Der Neue ist nicht ganz der Alte. Das neue Buch von Sébastien Bras

Der legendäre Michel Bras wird morgen 76 Jahre alt, arbeitet dem Vernehmen nach aber immer noch im Restaurant „Le Suquet“ mit, dessen Leitung er im Jahre 2009 an seinen Sohn Sébastien übergeben hatte. Im Jahr 2017 verkündete dieser, er wolle in Zukunft keine Michelin-Sterne mehr haben und sich so den Zwängen des Systems entziehen. Bei Michelin ging man darauf allerdings nicht ein und verwies darauf, dass der Führer vor allem zur Information der Gäste diene. Im Führer für 2019 gab es dann 2 Sterne für das ehemalige Drei Sterne-Haus.

 

Eine Vorbemerkung:

Als Michel Bras mit seinen frühen großen Büchern herauskam (vor allem: „Le Livre de Michel Bras“, 1991, und „Bras, Laguiole, Aubrac, France“, 2002) gab es wegen zwei Dingen eine überragende internationale Wirkung: einmal die radikale Ausweitung des Produktspektrums in Richtung lokaler Pflanzen, Blüten und Wurzeln etc., dann aber auch – vor allem seit 2002 – eine Art des Präsentierens, die auf ein anderes sensorisches Verständnis schließen ließ. Die Dinge wurden vereinzelt und sollten wohl einerseits auch einzeln probiert werden (was Optimierungen bzw. ein klar entwickeltes, spezifisches Geschmacksbild voraussetzt) und dann im Zusammenhang (also mit einer entwickelten sensorischen Struktur) neue Qualitäten ergeben. In der Praxis bin ich in Laguiole aber nie richtig überzeugt worden. Die Optimierungen gab es, und sie waren auch höchst interessant. Ihnen gegenüber standen aber bisweilen kaum verständliche Untergarungen und – für mich geradezu ein Schock – eine schwache sensorische Struktur, der oft die Finesse wirklich guter Proportionen fehlte. Bis heute finde ich die Bücher dazu allerdings nach wie vor wegen der Akkorderfindungen und auch den versammelten Texturen und Temperaturen/Temperaturkontrasten höchst interessant, anregend und lehrreich.

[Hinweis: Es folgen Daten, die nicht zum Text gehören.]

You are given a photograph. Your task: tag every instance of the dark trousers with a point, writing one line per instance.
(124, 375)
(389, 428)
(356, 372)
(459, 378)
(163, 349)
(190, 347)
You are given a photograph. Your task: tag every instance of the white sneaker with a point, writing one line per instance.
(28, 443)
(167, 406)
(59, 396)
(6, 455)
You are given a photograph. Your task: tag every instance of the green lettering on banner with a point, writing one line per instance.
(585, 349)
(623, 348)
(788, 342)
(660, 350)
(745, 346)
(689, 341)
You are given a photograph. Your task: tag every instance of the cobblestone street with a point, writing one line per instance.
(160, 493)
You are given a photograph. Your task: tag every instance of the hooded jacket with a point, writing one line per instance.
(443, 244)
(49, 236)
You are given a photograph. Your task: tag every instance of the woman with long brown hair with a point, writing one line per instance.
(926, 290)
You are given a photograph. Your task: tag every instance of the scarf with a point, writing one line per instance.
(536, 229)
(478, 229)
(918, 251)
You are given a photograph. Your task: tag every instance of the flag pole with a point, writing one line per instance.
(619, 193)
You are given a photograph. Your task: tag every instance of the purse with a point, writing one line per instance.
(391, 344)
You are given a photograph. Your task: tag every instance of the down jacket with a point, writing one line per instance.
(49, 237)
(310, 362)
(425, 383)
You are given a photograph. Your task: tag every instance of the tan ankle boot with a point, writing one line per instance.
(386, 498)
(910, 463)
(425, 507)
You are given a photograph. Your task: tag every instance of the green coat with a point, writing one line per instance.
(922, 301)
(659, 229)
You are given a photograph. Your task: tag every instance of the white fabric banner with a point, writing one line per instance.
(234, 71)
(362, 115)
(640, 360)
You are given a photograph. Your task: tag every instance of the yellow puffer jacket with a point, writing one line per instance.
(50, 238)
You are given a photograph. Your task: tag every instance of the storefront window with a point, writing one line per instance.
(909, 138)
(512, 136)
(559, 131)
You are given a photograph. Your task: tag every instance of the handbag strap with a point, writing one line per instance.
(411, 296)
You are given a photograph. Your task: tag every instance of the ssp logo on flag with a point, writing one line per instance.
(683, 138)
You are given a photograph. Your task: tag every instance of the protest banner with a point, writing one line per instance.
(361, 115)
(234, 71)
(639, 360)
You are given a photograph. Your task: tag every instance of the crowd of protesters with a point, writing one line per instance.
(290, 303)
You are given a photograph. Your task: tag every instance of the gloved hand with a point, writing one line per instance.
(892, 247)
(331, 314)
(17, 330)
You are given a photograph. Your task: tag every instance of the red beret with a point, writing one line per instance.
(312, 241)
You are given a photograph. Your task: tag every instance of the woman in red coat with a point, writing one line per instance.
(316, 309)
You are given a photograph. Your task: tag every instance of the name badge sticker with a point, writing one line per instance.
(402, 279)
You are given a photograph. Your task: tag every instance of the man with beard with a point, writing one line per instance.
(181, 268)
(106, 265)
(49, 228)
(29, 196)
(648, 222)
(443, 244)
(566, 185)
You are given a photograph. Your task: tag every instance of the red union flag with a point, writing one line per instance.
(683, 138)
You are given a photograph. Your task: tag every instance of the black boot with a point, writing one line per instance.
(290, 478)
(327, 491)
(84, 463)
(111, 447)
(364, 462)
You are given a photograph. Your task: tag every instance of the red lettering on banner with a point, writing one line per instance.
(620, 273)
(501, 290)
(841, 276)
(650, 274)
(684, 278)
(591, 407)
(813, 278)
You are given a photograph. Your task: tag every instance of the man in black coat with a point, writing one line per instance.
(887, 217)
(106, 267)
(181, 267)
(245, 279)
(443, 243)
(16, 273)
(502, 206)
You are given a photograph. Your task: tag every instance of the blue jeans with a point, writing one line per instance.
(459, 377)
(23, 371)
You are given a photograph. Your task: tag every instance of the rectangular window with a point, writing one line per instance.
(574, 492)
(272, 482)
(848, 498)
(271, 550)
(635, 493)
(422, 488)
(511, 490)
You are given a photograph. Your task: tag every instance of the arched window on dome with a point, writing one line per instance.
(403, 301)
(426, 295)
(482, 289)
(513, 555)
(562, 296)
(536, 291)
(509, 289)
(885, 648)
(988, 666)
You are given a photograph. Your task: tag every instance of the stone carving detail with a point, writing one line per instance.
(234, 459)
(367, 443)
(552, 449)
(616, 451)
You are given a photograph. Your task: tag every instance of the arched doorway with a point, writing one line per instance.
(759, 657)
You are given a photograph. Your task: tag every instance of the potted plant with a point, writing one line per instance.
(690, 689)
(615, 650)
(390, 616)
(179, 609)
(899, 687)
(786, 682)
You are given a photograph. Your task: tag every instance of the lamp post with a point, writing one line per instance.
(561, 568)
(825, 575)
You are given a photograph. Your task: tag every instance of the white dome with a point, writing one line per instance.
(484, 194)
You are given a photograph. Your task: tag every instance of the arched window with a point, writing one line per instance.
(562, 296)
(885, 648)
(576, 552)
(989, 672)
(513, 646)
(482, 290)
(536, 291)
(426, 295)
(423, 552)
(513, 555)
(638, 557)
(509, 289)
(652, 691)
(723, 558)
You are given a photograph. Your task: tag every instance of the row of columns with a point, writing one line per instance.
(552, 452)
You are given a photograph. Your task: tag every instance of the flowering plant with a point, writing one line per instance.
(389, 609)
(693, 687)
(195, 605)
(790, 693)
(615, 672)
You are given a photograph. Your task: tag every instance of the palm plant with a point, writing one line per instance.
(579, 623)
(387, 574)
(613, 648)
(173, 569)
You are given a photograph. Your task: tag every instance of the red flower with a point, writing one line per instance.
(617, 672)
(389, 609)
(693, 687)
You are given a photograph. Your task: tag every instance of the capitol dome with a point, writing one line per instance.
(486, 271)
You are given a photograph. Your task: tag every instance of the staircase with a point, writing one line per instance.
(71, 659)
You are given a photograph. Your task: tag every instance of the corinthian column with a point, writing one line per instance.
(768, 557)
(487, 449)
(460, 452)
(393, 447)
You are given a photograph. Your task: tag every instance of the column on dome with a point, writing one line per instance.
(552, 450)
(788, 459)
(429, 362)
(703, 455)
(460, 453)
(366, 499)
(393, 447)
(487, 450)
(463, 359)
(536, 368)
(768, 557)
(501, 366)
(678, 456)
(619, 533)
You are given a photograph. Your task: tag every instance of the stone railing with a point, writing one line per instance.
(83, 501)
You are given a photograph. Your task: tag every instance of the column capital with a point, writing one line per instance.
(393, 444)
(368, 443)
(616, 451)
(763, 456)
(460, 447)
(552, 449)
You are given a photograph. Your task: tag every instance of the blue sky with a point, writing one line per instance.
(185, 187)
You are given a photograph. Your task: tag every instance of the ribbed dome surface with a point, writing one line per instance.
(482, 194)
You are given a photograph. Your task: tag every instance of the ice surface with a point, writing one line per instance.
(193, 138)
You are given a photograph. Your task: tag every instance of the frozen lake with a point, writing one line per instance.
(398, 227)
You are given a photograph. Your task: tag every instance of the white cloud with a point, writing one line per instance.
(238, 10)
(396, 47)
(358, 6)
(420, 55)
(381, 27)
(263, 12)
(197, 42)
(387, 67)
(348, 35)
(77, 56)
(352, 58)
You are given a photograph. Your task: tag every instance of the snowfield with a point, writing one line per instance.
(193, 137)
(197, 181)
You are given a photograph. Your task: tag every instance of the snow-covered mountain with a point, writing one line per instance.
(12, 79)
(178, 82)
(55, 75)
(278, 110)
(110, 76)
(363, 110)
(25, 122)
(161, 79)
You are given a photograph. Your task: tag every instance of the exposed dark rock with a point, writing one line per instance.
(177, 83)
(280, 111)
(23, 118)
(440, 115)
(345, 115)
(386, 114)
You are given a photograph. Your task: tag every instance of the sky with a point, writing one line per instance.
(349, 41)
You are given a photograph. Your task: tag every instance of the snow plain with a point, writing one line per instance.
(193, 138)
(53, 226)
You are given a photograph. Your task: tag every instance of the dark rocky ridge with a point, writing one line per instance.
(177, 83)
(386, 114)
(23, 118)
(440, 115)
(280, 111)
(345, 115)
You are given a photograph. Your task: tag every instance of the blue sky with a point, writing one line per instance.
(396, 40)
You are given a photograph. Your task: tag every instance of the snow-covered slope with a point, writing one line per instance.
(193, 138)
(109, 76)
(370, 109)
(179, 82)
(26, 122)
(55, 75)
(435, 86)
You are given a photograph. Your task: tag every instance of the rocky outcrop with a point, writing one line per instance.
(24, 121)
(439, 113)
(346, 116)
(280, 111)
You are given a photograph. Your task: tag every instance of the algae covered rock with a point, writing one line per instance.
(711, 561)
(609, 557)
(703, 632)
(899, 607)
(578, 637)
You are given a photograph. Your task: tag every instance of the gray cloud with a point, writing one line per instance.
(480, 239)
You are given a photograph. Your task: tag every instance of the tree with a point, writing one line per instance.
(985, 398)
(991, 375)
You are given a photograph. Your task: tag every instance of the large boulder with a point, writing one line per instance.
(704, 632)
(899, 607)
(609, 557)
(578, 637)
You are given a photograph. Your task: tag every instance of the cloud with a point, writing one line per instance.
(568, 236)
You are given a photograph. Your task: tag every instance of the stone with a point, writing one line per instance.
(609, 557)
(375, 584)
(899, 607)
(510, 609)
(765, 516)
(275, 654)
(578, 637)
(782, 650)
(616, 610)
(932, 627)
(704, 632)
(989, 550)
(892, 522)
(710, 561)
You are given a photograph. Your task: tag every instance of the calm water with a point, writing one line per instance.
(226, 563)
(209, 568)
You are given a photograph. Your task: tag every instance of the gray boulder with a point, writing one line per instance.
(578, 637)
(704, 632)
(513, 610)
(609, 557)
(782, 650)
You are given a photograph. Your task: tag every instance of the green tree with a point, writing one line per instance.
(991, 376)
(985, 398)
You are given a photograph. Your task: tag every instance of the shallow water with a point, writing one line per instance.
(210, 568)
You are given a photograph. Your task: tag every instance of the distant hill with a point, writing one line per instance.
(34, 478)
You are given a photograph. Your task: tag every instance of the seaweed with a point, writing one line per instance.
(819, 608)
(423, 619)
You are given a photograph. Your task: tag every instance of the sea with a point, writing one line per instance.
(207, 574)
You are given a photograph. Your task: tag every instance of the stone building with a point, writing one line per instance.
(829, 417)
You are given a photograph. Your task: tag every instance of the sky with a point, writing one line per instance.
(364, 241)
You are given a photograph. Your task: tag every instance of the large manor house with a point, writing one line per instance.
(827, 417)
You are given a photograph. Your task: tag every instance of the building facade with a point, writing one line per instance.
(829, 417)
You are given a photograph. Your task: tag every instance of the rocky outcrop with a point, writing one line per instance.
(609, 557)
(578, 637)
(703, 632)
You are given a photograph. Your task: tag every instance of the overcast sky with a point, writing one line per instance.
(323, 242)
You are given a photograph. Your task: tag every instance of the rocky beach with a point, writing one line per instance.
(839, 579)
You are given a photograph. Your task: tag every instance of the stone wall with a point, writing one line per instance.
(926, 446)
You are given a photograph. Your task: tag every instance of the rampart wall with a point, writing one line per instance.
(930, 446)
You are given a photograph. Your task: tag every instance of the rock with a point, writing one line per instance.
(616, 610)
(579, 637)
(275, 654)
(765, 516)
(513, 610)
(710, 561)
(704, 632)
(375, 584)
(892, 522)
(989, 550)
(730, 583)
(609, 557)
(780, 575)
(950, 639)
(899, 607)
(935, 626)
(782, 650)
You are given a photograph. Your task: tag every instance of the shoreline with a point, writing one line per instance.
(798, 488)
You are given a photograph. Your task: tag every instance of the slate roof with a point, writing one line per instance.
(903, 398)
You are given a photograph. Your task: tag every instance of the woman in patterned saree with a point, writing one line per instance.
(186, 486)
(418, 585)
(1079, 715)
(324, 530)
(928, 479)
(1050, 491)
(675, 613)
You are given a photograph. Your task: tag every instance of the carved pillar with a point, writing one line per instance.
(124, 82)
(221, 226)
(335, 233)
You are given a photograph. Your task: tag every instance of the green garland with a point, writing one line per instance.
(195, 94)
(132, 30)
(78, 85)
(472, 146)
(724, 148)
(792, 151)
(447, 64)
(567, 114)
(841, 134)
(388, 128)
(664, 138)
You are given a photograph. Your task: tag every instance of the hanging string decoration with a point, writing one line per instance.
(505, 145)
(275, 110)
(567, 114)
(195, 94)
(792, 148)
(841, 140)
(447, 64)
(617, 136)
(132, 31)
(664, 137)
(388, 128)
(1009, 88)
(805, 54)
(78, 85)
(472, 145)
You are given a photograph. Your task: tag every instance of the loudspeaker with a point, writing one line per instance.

Nun also Sébastien und nach Jahren diverser Aktivitäten mit „kleineren“ Büchern und anderen, auch internationalen Restaurantformaten, ein repräsentatives Buch über die Arbeit in und auf „Le Suquet“, dem Hügel über Laguiole.

 

Sébastien Bras: The Tastes of Aubrac. Phaidon Press, London und New York 2022. 272 S., geb., Hardcover, ca. 42,99 Euro (in englischer Sprache)

 

 

Das Buch

Die Form des Buches ist fast die eines Journals mit vielen verschiedenen Aspekten und nicht die eines reinen Rezeptbuches. Die Aufteilung geht nach den Farben Weiß (für Winter), Grün, Gelb und Rot, das ganze Buch ist neben den Rezeptfotos immer wieder von Landschafts- und Naturfotos und solchen zu den jeweiligen Themen durchsetzt. Die Einleitung erzählt etwas über die Sache in Laguiole und bei der Familie Bras an sich. Es folgt etwas zur Mutter Bras, die ja in Laguiole schon ein Restaurant hatte, dann gib es die ersten Rezepte und bald schon etwas aus der Küchenpraxis, nämlich zu dem Gerät, mit dem man flüssige Bonbons herstellt. Es folgt etwas darüber, wie man Emulsionen herstellt, dann etwas über „Milch-Bärte“, also etwas zur Familientradition und die Liebe zu frischer Milch seit der Kindheit, die dann jetzt zu Gerichten wie einer „Milchvariation“ führt, das reduzierte Milch, karamellisierte Milch, Milchmousse und mit Limone aromatisierte Milch enthält. Es wird schnell klar, dass die vielen kleinen Geschichten und Themen mehr oder weniger mit den Gerichten zu tun haben. Einem Text über Japan (2 Seiten) folgt ein japanisch inspiriertes Gericht, u.a. mit fermentierten Linsen und milchsauren Radieschen. Die Beziehungen der Texte zu den Gerichten sind allerdings im Verlauf nicht immer so direkt. Irgendwann wird seine rechte Hand in der Küche vorgestellt, gefolgt von einem Rezept mit Produkten aus der Gegend, aus der er kommt. Ich sagte es ja: es ist eher wie ein Journal.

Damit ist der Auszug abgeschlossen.